“Zootropolis 2”, il ritorno di Judy e Nick al cinema

16 Dicembre 2025

“Zootropolis 2” riporta Judy e Nick al centro di un nuovo caso: una città in espansione, nuove fratture sociali e un mistero da svelare. Al cinema.

“Zootropolis 2”, il ritorno di Judy e Nick al cinema

Zootropolis non è mai stata soltanto una “città di animali”: è un esperimento sociale travestito da buddy movie, un posto dove i quartieri cambiano clima nel giro di un isolato e dove la convivenza, quando funziona, sembra una magia; quando si incrina, diventa un caso di polizia.

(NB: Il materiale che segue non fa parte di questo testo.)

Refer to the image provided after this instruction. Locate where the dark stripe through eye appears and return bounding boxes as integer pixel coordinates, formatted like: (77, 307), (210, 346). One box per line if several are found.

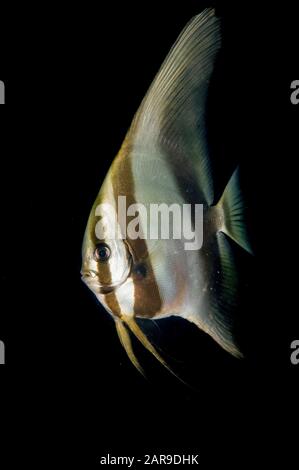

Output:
(94, 243), (111, 263)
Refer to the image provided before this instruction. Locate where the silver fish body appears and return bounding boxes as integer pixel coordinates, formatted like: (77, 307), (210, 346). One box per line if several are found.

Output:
(82, 9), (251, 371)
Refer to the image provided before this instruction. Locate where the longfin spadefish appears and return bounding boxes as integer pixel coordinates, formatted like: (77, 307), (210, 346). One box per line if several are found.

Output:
(217, 168), (252, 254)
(128, 9), (221, 205)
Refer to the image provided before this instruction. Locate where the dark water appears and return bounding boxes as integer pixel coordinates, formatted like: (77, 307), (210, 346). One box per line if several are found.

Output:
(0, 1), (299, 468)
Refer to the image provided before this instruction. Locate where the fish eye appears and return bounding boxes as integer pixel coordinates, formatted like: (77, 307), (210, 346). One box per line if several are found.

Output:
(94, 243), (111, 263)
(133, 263), (147, 280)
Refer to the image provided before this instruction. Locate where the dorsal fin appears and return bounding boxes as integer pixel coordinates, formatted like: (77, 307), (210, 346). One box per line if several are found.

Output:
(128, 9), (221, 204)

È anche per questo che il ritorno con “Zootropolis 2” non suona come un semplice sequel, ma come una nuova occasione per rimettere sotto la lente quell’equilibrio fragile tra istinto e civiltà, tra stereotipo e verità, tra ciò che crediamo di essere e ciò che gli altri ci vedono addosso.

Disney lo presenta come il seguito di un film che ha superato il miliardo al box office ed è stato premiato agli Oscar, e l’idea è chiara: ripartire da un mondo già amatissimo, ma spingerlo fuori dalla comfort zone, in territori ancora inesplorati della metropoli.

“Zootropolis” prima di “Zootropolis 2”

Nel primo film, Judy Hopps arrivava a Zootropolis con l’energia di chi crede davvero nelle regole e nella possibilità di riscrivere il proprio destino, anche quando il mondo ti ripete che “non è per te”.

Nick Wilde, al contrario, era l’anima disincantata: uno che ha imparato presto quanto sia facile venire incasellati, e quanto sia conveniente, a un certo punto, interpretare la parte che gli altri si aspettano.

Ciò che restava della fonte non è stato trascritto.